When you need this preset
The Chinese online visa application (COVA) takes a digital photo as a JPEG within a tight size band, and iPhones save photos as HEIC by default. A fresh iPhone photo is in the wrong format, usually the wrong shape, and far too large in file size for the COVA upload — a HEIC file is often several megabytes. This page converts that photo to JPG, crops it to the exact pixel size COVA accepts, and compresses it under the 120 KB cap, so the file is ready to submit.
It handles the file preparation only. Getting the photo itself right — a pure white background, both ears visible, no glasses, correct head size and neutral expression — is on you, following the official COVA guidance. This tool changes the format, dimensions, and file size; it does not judge whether the picture meets the visa rules.
What the COVA photo spec says
Per the COVA photo requirements on visaforchina.cn and the Chinese consular portals, the photo must be a JPEG, from 354×472 up to 420×560 pixels, with a file size between 40 KB and 120 KB, on a pure white background. In printed terms the head measures 28 to 33 mm, both ears must be visible, and glasses are not permitted in most cases. This page preselects the 420×560 maximum and a 120 KB target so the file fits the top of the accepted range.
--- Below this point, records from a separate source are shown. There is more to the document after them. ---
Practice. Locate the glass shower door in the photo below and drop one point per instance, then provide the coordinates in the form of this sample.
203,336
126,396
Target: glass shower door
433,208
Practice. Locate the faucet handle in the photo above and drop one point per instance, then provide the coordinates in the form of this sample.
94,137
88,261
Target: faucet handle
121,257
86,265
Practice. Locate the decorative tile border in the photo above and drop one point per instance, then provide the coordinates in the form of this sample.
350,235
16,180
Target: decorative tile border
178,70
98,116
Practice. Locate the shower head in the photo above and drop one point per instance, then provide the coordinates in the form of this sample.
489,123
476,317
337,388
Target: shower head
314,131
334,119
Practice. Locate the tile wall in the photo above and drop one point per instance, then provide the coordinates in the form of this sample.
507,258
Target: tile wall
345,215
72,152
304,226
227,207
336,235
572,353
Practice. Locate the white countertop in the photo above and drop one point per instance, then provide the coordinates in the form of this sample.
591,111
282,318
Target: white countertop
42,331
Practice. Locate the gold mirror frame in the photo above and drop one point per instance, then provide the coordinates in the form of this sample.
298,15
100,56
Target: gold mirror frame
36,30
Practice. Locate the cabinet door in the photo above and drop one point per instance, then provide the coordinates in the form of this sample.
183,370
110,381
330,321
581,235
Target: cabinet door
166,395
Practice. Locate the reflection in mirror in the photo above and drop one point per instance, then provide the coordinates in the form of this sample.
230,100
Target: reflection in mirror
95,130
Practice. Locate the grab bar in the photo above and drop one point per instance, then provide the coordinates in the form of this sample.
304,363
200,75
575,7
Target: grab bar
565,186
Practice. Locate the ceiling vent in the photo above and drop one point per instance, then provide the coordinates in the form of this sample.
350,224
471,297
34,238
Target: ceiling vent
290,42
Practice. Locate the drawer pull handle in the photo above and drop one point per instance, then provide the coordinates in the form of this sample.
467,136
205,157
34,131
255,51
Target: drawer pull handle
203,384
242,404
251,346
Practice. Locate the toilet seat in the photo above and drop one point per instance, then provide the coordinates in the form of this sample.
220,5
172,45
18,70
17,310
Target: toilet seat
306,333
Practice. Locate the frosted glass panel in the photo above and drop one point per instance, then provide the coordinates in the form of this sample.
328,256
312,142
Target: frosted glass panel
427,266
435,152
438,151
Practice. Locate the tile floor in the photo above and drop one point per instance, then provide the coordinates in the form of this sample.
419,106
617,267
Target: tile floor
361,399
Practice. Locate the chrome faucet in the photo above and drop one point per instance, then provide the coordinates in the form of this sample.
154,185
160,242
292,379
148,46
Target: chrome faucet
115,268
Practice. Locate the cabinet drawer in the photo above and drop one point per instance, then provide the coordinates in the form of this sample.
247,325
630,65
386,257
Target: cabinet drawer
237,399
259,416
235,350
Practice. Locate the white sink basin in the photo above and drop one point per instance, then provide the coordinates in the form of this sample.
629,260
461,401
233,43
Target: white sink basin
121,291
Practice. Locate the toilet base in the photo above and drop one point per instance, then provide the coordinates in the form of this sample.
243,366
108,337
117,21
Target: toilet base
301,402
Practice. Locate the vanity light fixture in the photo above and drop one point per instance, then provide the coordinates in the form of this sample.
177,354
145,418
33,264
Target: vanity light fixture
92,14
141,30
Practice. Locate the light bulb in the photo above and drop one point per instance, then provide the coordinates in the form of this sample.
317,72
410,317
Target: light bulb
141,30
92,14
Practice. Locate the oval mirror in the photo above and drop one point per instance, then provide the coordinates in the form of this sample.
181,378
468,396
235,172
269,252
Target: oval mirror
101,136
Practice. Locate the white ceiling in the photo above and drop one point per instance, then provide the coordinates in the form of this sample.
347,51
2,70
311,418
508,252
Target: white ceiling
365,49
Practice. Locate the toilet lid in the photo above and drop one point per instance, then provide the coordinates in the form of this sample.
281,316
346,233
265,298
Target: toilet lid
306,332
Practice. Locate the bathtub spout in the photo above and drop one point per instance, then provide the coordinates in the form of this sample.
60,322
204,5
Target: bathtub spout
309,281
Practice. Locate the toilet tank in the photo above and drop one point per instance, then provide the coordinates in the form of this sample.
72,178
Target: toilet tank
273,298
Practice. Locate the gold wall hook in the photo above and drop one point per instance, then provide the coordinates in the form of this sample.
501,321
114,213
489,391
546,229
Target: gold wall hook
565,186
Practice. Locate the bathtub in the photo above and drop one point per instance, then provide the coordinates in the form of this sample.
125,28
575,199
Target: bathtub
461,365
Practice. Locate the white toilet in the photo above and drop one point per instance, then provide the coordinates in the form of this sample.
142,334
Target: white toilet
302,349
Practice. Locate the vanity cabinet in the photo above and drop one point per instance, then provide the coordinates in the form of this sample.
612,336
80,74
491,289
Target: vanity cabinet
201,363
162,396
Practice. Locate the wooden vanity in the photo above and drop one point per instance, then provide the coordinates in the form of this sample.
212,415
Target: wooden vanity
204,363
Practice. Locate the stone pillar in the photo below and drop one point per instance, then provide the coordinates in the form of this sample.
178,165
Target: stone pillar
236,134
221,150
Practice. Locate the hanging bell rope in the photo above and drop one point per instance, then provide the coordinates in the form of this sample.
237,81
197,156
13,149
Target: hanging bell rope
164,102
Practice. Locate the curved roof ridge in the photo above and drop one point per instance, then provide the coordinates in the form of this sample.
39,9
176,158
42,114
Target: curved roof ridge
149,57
Note that the 40 KB figure is a minimum: the file must not fall below it. This page compresses under the 120 KB cap and shows the final size of each finished file so you can confirm it also clears 40 KB. The COVA system, launched in September 2025, runs automated photo checks and commonly rejects photos for background colour, glasses, or ear visibility — so a correctly sized file still has to pass COVA’s own review when you upload it.
What this tool does and does not do
This tool converts HEIC to JPG, crops to 420×560 pixels, compresses under 120 KB, and removes private metadata from the saved file. It does not check background colour, ear visibility, glasses, head size, or expression, and it does not enhance, retouch, or replace the background. heictoimg.com is not an official or government-approved visa tool and does not guarantee that your photo will be approved or accepted by COVA or any consular portal — COVA’s own checker has the final say. You must verify your photo against the current official requirements for your own application. Nothing here is legal or immigration advice.
Private, local conversion
Everything runs in your browser using WebAssembly — your selected image files are not uploaded to heictoimg.com servers. The JPG is re-encoded from decoded pixels, which removes original private metadata such as GPS location, camera details, and the original photo timestamp. You can process up to 50 files at once on desktop and up to 10 on phones and tablets.